Streamlining Pre-vetting of Notices and Advertisements
31 Jan 2008
The SFC proposes to streamline the pre-vetting of notices and advertisements of collective investment schemes authorised by the SFC under four Product Codes (Note 1). The proposed changes are set out in a consultation paper issued by the SFC today.
The SFC recognises that the current regulatory requirement for detailed pre-vetting of notices and advertisements adds costs and delay to the market. The SFC therefore proposes to replace pre-vetting with post-vetting and monitoring in so far as the law permits.
This initiative would help improve the timeliness of notification to investors and the promotion of products by the market. The proposed changes would also better align Hong Kong’s regulatory requirements with international standards and practices in this area.

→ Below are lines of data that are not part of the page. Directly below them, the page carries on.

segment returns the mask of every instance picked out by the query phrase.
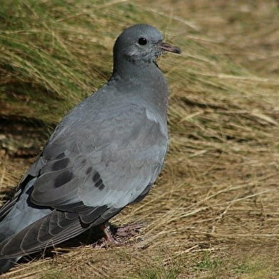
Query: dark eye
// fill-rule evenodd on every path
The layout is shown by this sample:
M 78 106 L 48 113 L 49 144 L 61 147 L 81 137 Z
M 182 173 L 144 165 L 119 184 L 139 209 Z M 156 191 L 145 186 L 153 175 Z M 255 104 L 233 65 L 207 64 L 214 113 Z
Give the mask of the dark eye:
M 147 43 L 147 40 L 145 38 L 140 38 L 138 43 L 140 45 L 144 46 Z

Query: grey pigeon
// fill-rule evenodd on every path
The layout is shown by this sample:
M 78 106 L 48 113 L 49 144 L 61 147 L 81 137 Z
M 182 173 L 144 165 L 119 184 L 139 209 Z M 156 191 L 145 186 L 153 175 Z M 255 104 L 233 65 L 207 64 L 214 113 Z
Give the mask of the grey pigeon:
M 107 83 L 66 115 L 0 210 L 0 273 L 102 225 L 142 199 L 168 144 L 168 88 L 156 58 L 180 50 L 147 24 L 125 29 Z M 105 225 L 104 225 L 105 224 Z

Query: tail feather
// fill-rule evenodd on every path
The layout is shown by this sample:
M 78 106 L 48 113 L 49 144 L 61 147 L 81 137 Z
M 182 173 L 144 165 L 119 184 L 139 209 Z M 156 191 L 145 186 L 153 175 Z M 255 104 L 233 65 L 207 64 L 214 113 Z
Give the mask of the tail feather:
M 19 258 L 0 260 L 0 274 L 8 271 L 19 260 Z

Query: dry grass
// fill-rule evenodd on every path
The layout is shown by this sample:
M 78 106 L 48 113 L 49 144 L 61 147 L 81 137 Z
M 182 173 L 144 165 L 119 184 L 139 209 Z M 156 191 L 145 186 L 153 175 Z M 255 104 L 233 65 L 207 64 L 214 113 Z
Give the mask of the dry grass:
M 276 1 L 23 3 L 14 9 L 33 21 L 7 24 L 0 34 L 3 119 L 53 125 L 107 78 L 111 63 L 103 61 L 127 25 L 157 26 L 183 53 L 159 61 L 172 90 L 164 172 L 142 202 L 113 219 L 144 223 L 141 233 L 127 247 L 61 245 L 57 256 L 37 257 L 4 278 L 278 278 Z M 27 144 L 19 136 L 11 143 L 14 136 L 5 127 L 0 139 L 3 192 L 30 164 L 10 156 Z M 29 149 L 41 144 L 30 142 Z

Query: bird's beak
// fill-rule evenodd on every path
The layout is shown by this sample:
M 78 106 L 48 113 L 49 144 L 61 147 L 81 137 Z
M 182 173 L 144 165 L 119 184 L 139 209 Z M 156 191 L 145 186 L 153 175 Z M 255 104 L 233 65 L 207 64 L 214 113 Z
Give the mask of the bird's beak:
M 179 48 L 177 48 L 177 46 L 172 46 L 164 42 L 159 43 L 158 46 L 165 51 L 169 51 L 178 54 L 181 53 L 181 51 Z

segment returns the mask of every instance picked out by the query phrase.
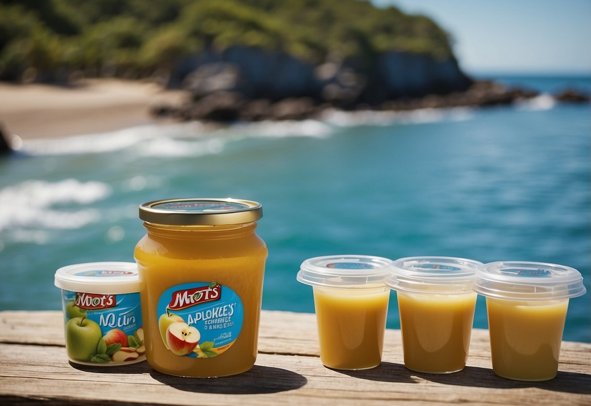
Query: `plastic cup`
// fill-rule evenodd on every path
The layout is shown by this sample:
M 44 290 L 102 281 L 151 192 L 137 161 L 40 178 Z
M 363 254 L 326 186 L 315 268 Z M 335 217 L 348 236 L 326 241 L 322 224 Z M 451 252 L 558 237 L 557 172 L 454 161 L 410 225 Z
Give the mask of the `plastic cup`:
M 450 257 L 394 261 L 386 284 L 397 291 L 404 366 L 418 372 L 450 373 L 466 366 L 482 263 Z
M 297 280 L 313 288 L 320 360 L 329 368 L 359 370 L 380 364 L 392 261 L 363 255 L 304 261 Z
M 554 378 L 569 299 L 586 291 L 580 273 L 552 263 L 491 262 L 477 271 L 474 290 L 486 298 L 495 373 L 517 381 Z

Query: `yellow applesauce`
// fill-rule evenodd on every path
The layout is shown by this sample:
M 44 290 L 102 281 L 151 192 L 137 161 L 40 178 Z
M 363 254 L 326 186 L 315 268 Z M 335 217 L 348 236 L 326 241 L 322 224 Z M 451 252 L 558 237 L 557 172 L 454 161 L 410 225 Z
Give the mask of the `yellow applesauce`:
M 568 307 L 569 299 L 486 298 L 495 373 L 518 381 L 556 376 Z
M 404 365 L 420 372 L 460 370 L 466 366 L 476 294 L 398 292 Z
M 145 203 L 135 247 L 146 357 L 181 376 L 240 373 L 256 359 L 267 249 L 259 204 L 233 199 Z
M 336 369 L 379 365 L 389 290 L 314 287 L 320 360 Z
M 309 258 L 296 278 L 312 286 L 320 361 L 335 369 L 368 369 L 382 360 L 392 261 L 369 255 Z

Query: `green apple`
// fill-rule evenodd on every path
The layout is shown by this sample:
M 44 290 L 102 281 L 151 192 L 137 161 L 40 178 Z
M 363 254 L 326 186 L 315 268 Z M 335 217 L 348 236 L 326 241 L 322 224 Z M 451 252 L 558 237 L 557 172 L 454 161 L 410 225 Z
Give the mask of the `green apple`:
M 166 341 L 166 329 L 173 323 L 184 323 L 183 318 L 177 314 L 174 314 L 166 310 L 165 313 L 163 313 L 160 318 L 158 319 L 158 327 L 160 330 L 160 336 L 162 337 L 162 341 L 164 343 L 164 346 L 167 350 L 170 350 L 168 343 Z
M 68 356 L 78 361 L 90 362 L 96 353 L 102 337 L 100 326 L 86 317 L 74 317 L 66 324 L 66 349 Z
M 74 303 L 74 302 L 68 302 L 66 304 L 66 314 L 68 320 L 74 317 L 86 317 L 86 310 L 80 308 Z

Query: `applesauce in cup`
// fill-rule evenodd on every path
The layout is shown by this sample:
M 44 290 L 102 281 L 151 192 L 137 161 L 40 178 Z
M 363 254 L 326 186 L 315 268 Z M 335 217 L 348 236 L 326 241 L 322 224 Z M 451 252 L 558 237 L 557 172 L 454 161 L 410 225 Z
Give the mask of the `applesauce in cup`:
M 56 272 L 61 289 L 66 351 L 72 362 L 112 366 L 145 359 L 138 267 L 91 262 Z
M 404 366 L 450 373 L 468 357 L 480 262 L 451 257 L 409 257 L 394 262 L 386 285 L 396 291 Z
M 301 264 L 297 280 L 313 289 L 325 366 L 368 369 L 381 362 L 389 298 L 384 279 L 391 262 L 380 257 L 336 255 Z
M 232 375 L 256 359 L 267 249 L 260 204 L 172 199 L 139 206 L 135 247 L 146 357 L 161 372 Z
M 569 300 L 586 292 L 568 266 L 505 261 L 483 265 L 474 290 L 486 298 L 492 369 L 517 381 L 547 381 L 558 372 Z

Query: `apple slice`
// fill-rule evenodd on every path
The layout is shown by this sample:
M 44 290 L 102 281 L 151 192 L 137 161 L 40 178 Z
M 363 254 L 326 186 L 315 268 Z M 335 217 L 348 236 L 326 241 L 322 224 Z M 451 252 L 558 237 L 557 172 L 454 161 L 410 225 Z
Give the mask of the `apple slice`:
M 119 328 L 109 330 L 105 333 L 103 339 L 105 340 L 105 344 L 108 346 L 111 344 L 116 344 L 117 343 L 121 344 L 122 347 L 129 346 L 129 343 L 127 340 L 127 334 Z
M 160 330 L 160 336 L 162 337 L 162 341 L 167 350 L 170 350 L 170 348 L 166 342 L 166 330 L 173 323 L 184 323 L 184 320 L 180 315 L 169 312 L 168 309 L 167 309 L 165 313 L 160 315 L 160 318 L 158 320 L 158 327 Z
M 166 341 L 175 355 L 190 354 L 199 342 L 201 334 L 195 327 L 186 323 L 173 323 L 166 329 Z
M 111 359 L 113 362 L 126 362 L 133 361 L 139 356 L 139 355 L 131 348 L 122 348 L 111 356 Z

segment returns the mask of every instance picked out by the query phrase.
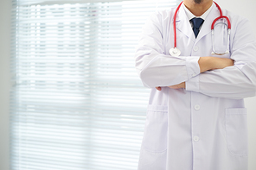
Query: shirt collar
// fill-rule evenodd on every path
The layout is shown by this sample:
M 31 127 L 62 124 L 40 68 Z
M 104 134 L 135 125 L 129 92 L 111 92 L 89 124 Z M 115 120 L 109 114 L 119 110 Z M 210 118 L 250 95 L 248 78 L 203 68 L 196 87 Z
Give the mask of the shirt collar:
M 202 18 L 202 19 L 205 20 L 206 17 L 208 16 L 208 15 L 210 13 L 211 9 L 213 9 L 213 7 L 214 7 L 214 3 L 213 3 L 213 4 L 212 4 L 212 6 L 211 6 L 207 11 L 205 11 L 201 16 L 195 16 L 194 14 L 192 14 L 192 13 L 189 10 L 189 9 L 187 9 L 187 7 L 184 5 L 184 3 L 182 3 L 182 7 L 183 7 L 183 9 L 185 9 L 186 14 L 187 14 L 187 16 L 188 16 L 188 18 L 189 18 L 189 21 L 190 21 L 192 18 L 195 18 L 195 17 L 196 17 L 196 18 Z

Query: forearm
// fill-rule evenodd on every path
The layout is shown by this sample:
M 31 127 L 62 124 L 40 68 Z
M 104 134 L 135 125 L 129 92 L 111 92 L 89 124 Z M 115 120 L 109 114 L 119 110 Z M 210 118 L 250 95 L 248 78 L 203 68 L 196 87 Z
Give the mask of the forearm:
M 198 60 L 200 72 L 208 70 L 223 69 L 234 66 L 234 60 L 218 57 L 201 57 Z

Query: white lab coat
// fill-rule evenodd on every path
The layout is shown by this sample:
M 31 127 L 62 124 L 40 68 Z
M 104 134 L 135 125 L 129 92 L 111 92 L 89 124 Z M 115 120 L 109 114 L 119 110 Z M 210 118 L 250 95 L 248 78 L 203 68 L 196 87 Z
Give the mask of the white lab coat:
M 172 57 L 169 49 L 174 47 L 175 10 L 151 16 L 136 51 L 136 69 L 144 86 L 151 88 L 138 169 L 246 170 L 243 98 L 254 96 L 256 85 L 256 43 L 248 21 L 222 9 L 231 20 L 230 54 L 212 55 L 210 27 L 220 16 L 218 9 L 214 5 L 195 39 L 181 8 L 176 32 L 182 54 Z M 226 30 L 221 27 L 215 30 L 215 48 L 225 51 Z M 202 56 L 235 62 L 234 66 L 200 73 L 198 60 Z M 184 81 L 186 89 L 166 87 Z

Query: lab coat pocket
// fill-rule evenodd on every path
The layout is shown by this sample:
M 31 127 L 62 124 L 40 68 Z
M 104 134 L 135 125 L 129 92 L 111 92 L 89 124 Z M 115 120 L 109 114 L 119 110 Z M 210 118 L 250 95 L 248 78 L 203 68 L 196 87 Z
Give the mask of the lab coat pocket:
M 167 106 L 149 105 L 143 148 L 152 153 L 161 153 L 167 148 Z
M 227 144 L 230 153 L 247 155 L 247 114 L 245 108 L 226 110 Z

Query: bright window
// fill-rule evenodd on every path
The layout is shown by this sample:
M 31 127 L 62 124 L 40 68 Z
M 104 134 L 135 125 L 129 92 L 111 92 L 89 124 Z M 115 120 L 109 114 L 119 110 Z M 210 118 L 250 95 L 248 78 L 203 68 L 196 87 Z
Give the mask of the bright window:
M 142 25 L 172 1 L 13 1 L 12 170 L 135 170 Z

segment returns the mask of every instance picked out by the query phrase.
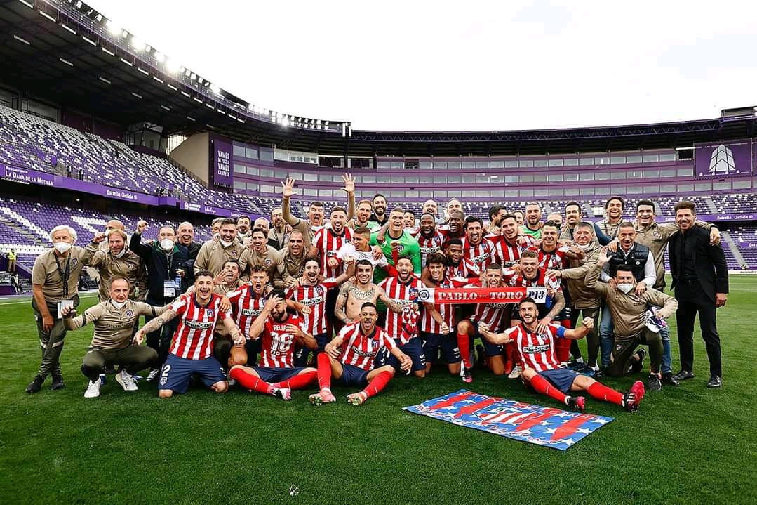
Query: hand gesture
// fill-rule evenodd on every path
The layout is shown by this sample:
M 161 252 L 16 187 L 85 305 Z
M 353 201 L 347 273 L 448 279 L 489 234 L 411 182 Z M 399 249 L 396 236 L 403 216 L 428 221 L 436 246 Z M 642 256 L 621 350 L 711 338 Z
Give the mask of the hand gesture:
M 344 174 L 341 176 L 342 183 L 344 184 L 341 188 L 342 191 L 348 195 L 355 193 L 355 179 L 350 174 Z
M 286 180 L 282 183 L 282 196 L 289 198 L 294 194 L 294 180 L 287 177 Z

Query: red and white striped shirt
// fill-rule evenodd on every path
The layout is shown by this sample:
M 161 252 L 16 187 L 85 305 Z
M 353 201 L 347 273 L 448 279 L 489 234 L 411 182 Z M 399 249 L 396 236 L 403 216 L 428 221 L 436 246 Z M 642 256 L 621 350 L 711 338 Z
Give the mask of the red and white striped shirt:
M 446 278 L 438 286 L 438 287 L 442 289 L 451 289 L 454 287 L 452 281 Z M 435 303 L 434 308 L 439 312 L 442 321 L 447 323 L 450 331 L 452 331 L 455 327 L 455 306 L 446 303 Z M 431 311 L 425 309 L 422 309 L 420 319 L 418 328 L 421 331 L 438 334 L 441 334 L 441 325 L 435 321 L 434 318 L 431 316 Z
M 344 341 L 342 348 L 344 350 L 341 355 L 341 362 L 363 370 L 373 369 L 373 359 L 382 349 L 386 347 L 391 350 L 397 347 L 394 339 L 378 326 L 372 335 L 363 334 L 360 322 L 344 326 L 339 332 L 339 337 Z
M 313 239 L 313 246 L 318 249 L 321 259 L 321 275 L 325 278 L 339 277 L 342 274 L 342 263 L 339 262 L 335 268 L 329 266 L 331 258 L 339 261 L 337 252 L 344 243 L 352 240 L 352 230 L 345 227 L 341 235 L 337 235 L 331 228 L 322 228 Z
M 258 296 L 252 290 L 250 284 L 226 293 L 226 297 L 232 303 L 232 314 L 234 322 L 245 337 L 250 334 L 250 327 L 255 319 L 263 312 L 263 306 L 267 300 L 265 296 Z
M 294 365 L 294 342 L 297 335 L 286 329 L 294 325 L 304 329 L 304 322 L 299 315 L 289 314 L 283 322 L 269 316 L 260 336 L 260 366 L 291 369 Z
M 463 257 L 475 265 L 479 271 L 486 270 L 494 262 L 496 250 L 494 243 L 488 238 L 482 238 L 477 246 L 471 244 L 467 237 L 463 238 Z
M 298 286 L 289 290 L 286 294 L 296 302 L 310 308 L 310 314 L 301 314 L 305 321 L 302 328 L 311 335 L 320 335 L 329 332 L 329 321 L 326 318 L 326 294 L 329 290 L 338 284 L 335 279 L 326 279 L 315 286 Z
M 194 294 L 185 294 L 171 303 L 179 316 L 179 328 L 171 340 L 171 354 L 186 359 L 204 359 L 213 355 L 213 330 L 216 321 L 232 317 L 220 309 L 221 296 L 215 293 L 206 306 L 197 303 Z
M 415 303 L 412 300 L 413 294 L 410 291 L 411 290 L 417 291 L 420 286 L 420 281 L 413 276 L 410 276 L 407 284 L 400 282 L 400 279 L 396 277 L 388 277 L 378 283 L 378 287 L 386 291 L 386 295 L 390 300 L 403 307 Z M 386 328 L 386 332 L 392 338 L 399 339 L 400 345 L 405 345 L 415 335 L 408 335 L 407 332 L 402 331 L 402 312 L 387 310 L 386 325 L 384 327 Z
M 505 334 L 513 340 L 524 369 L 544 372 L 560 368 L 553 350 L 555 339 L 563 338 L 565 332 L 565 328 L 552 323 L 547 325 L 544 333 L 529 331 L 523 325 L 518 325 L 505 331 Z

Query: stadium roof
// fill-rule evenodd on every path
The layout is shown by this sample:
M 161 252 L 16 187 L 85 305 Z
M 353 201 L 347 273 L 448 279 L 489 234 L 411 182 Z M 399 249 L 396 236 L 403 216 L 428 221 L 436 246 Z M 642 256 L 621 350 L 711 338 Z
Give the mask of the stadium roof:
M 253 105 L 146 45 L 78 0 L 0 0 L 0 75 L 25 96 L 164 134 L 211 131 L 235 140 L 326 155 L 507 155 L 689 147 L 752 137 L 753 114 L 558 130 L 403 132 Z M 148 41 L 145 41 L 148 42 Z

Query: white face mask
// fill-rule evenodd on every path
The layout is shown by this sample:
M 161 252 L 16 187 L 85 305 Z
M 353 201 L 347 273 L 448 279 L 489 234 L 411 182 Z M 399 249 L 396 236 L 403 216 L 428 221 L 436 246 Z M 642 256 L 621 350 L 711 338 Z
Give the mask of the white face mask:
M 619 289 L 623 293 L 628 293 L 632 289 L 634 289 L 634 284 L 618 284 L 618 289 Z

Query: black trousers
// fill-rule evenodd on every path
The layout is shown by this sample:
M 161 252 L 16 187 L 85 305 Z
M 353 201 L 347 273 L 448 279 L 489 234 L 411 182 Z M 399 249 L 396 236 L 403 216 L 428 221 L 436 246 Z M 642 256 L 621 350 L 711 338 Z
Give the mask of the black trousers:
M 687 372 L 693 371 L 694 366 L 694 319 L 699 314 L 699 328 L 702 338 L 707 349 L 710 363 L 710 375 L 722 377 L 720 354 L 720 336 L 715 321 L 715 302 L 702 289 L 696 281 L 679 284 L 675 287 L 675 297 L 678 300 L 678 310 L 675 322 L 678 331 L 678 349 L 681 353 L 681 368 Z

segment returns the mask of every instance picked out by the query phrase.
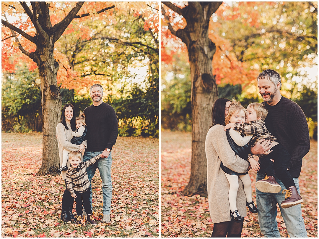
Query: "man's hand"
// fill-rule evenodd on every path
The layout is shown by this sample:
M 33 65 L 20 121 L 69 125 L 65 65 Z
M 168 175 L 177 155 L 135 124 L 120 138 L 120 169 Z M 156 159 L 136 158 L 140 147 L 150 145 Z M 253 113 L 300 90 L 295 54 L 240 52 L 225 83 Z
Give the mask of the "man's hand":
M 268 151 L 272 147 L 272 143 L 270 140 L 261 139 L 250 149 L 252 154 L 257 155 L 258 154 L 268 154 L 272 150 Z
M 85 145 L 81 144 L 79 146 L 80 146 L 80 149 L 78 150 L 78 152 L 82 152 L 85 148 Z
M 259 164 L 259 163 L 258 162 L 254 159 L 253 158 L 249 158 L 248 159 L 248 161 L 250 164 L 250 166 L 251 166 L 251 168 L 253 170 L 256 171 L 257 171 L 259 170 L 260 168 L 260 167 L 259 167 L 259 165 L 260 164 Z
M 106 158 L 108 157 L 108 155 L 110 155 L 110 152 L 108 152 L 106 151 L 106 149 L 104 149 L 103 151 L 103 152 L 102 153 L 102 155 L 101 155 L 101 157 L 102 158 Z
M 228 123 L 226 125 L 226 126 L 225 126 L 225 127 L 224 128 L 224 130 L 226 131 L 226 130 L 227 129 L 230 129 L 230 128 L 234 129 L 234 127 L 235 124 L 234 123 Z

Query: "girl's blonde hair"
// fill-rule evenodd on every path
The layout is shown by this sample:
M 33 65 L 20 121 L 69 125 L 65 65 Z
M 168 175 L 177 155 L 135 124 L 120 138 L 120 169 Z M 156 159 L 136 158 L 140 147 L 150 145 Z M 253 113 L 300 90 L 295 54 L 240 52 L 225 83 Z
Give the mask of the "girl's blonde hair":
M 78 121 L 80 123 L 81 123 L 84 125 L 86 126 L 85 123 L 85 114 L 82 111 L 80 111 L 80 115 L 77 117 L 75 118 L 75 122 Z
M 241 110 L 243 110 L 245 112 L 245 117 L 247 116 L 247 111 L 246 109 L 241 104 L 240 102 L 237 101 L 235 99 L 233 98 L 232 103 L 230 103 L 228 108 L 228 114 L 225 117 L 225 124 L 228 123 L 230 121 L 230 118 L 232 116 Z

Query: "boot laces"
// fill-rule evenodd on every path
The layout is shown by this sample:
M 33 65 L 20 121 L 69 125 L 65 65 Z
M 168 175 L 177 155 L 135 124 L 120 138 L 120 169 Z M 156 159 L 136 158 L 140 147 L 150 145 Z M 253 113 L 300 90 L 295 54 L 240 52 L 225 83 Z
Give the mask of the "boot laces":
M 286 199 L 288 197 L 290 197 L 292 195 L 292 193 L 291 193 L 291 189 L 287 190 L 286 189 L 284 189 L 282 190 L 282 193 L 286 193 L 286 195 L 285 196 L 285 200 L 286 200 Z
M 267 180 L 267 179 L 269 179 L 269 177 L 268 177 L 267 176 L 267 174 L 266 173 L 265 174 L 266 174 L 266 176 L 265 177 L 265 178 L 263 179 L 263 180 Z

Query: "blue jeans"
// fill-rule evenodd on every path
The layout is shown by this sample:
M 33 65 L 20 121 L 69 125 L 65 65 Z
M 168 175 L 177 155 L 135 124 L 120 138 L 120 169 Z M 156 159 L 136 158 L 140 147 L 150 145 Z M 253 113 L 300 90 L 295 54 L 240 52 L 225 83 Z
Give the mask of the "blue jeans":
M 83 156 L 84 162 L 89 160 L 101 154 L 103 151 L 85 151 Z M 86 172 L 91 183 L 92 178 L 95 173 L 96 168 L 99 169 L 102 179 L 102 190 L 103 193 L 103 214 L 109 215 L 111 211 L 111 202 L 112 198 L 112 179 L 111 177 L 111 167 L 112 165 L 112 156 L 111 152 L 106 158 L 100 158 L 93 165 L 86 168 Z M 92 186 L 90 185 L 90 202 L 92 206 Z
M 264 178 L 261 173 L 257 173 L 256 181 Z M 300 194 L 298 178 L 293 178 L 298 192 Z M 256 199 L 258 208 L 258 220 L 261 233 L 266 237 L 280 237 L 277 227 L 277 203 L 279 205 L 281 215 L 291 237 L 307 237 L 307 232 L 301 216 L 301 205 L 300 204 L 288 208 L 282 208 L 280 205 L 285 200 L 286 194 L 282 190 L 286 189 L 283 184 L 278 178 L 276 181 L 281 187 L 281 191 L 277 193 L 263 193 L 256 188 Z

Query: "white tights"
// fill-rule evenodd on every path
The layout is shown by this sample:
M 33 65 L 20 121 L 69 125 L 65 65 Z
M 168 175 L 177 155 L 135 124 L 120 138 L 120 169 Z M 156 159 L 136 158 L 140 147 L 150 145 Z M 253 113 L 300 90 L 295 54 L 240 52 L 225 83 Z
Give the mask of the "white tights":
M 62 152 L 63 160 L 62 161 L 62 165 L 61 165 L 61 166 L 64 167 L 66 165 L 66 163 L 68 162 L 68 155 L 69 155 L 69 153 L 71 153 L 70 151 L 67 150 L 66 149 L 63 150 L 63 151 Z
M 238 179 L 239 177 L 242 184 L 244 185 L 244 191 L 246 195 L 246 201 L 250 203 L 253 201 L 251 198 L 251 181 L 249 174 L 245 175 L 231 175 L 224 172 L 226 177 L 227 178 L 230 186 L 229 191 L 228 193 L 228 200 L 229 201 L 230 211 L 234 211 L 237 210 L 236 205 L 236 198 L 237 197 L 237 191 L 238 189 Z

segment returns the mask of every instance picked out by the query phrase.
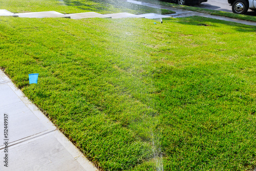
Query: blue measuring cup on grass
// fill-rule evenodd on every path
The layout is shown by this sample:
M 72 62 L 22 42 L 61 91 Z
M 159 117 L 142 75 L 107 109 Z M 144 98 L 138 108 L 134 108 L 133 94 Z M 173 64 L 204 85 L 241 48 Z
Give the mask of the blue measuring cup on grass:
M 29 74 L 29 83 L 37 83 L 37 79 L 38 79 L 39 74 Z

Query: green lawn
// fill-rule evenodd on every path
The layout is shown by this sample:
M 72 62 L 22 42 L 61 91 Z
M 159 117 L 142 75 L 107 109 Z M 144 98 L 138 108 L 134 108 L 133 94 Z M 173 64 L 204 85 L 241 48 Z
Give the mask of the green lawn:
M 209 14 L 211 15 L 221 16 L 229 18 L 236 18 L 239 19 L 256 22 L 256 16 L 249 16 L 247 15 L 234 14 L 233 13 L 229 12 L 208 10 L 205 8 L 197 7 L 196 6 L 179 5 L 176 4 L 172 4 L 167 3 L 166 2 L 168 1 L 165 1 L 165 0 L 162 0 L 160 1 L 158 0 L 139 0 L 139 1 L 144 2 L 146 3 L 154 4 L 157 5 L 161 5 L 166 7 L 183 9 L 184 10 L 187 10 L 192 11 L 196 11 L 203 13 Z M 228 4 L 227 1 L 225 1 L 225 2 L 227 4 Z M 230 9 L 231 8 L 231 7 L 230 6 Z
M 103 170 L 252 170 L 256 27 L 154 22 L 1 17 L 0 68 Z

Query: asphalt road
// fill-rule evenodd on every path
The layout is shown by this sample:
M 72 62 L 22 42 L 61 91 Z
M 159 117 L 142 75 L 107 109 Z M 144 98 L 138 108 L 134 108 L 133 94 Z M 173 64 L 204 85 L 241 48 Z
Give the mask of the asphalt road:
M 229 6 L 227 0 L 208 0 L 199 5 L 202 8 L 232 12 L 232 7 Z M 256 12 L 251 10 L 248 10 L 246 15 L 256 16 Z

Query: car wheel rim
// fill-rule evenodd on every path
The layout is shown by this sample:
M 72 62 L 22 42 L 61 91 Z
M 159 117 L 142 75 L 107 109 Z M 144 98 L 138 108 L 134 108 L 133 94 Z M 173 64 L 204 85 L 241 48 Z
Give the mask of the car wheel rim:
M 179 0 L 178 2 L 178 4 L 179 4 L 179 5 L 184 5 L 185 3 L 184 3 L 184 0 Z
M 244 11 L 244 5 L 241 3 L 237 3 L 234 5 L 234 11 L 238 13 L 241 13 Z

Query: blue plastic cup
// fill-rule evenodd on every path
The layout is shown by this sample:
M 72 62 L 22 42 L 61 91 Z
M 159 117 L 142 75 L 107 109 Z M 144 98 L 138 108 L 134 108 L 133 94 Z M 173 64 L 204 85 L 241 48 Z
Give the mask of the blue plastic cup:
M 29 74 L 29 83 L 37 83 L 39 74 Z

Mrs Alexa Lam, the SFC’s Executive Director of Intermediaries and Investment Products, said: “We are committed to promoting and strengthening the position of Hong Kong as an asset management hub in Asia. The current proposal is another step towards lowering compliance costs and keeping the rules simple.”
The key aspects of the proposal are:
- to remove pre-vetting for most notices as well as advertisements falling within the exemptions under the Securities and Futures Ordinance (Note 2). On implementation, the SFC will continue to monitor compliance through subsequent reviews of filed notices and surveillance of issued advertisements.
- to establish a common set of advertising guidelines for all schemes authorised under the four Product Codes. The revised guidelines will provide more specific guidance to the market in terms of disclosure and presentation requirements in advertisements.
- to invite comments on whether back-tested and simulated performance information should be allowed for passively managed formula funds.
The public are invited to submit comments in writing before 29 February 2008. Following the consultation, the SFC will publish a conclusions paper to summarise the views collected and set out the final proposal.
The Consultation Paper is available at the SFC office and on the SFC website at www.sfc.hk.
Comments may be sent:
by mail to:
Investment Products Department
Intermediaries and Investment Products Division
The Securities and Futures Commission
8/F Chater House
8 Connaught Road Central
Hong Kong
by fax to:
(852) 2877 0318
by online submission at:
http://www.sfc.hk
by email to:
ipconsult@sfc.hk
Ends
Notes to Editor:
1. The four Product Codes are the Code on Unit Trusts and Mutual Funds, the Code on Investment-Linked Assurance Schemes, the Code on Pooled Retirement Funds and the Code on MPF Products. These Product Codes establish guidelines for the authorisation of collective investment schemes.
2. Under section 103 of the SFO, it is unlawful to offer any collective investment schemes to the public in Hong Kong, unless it is authorised by the SFC, or is exempted under the SFO.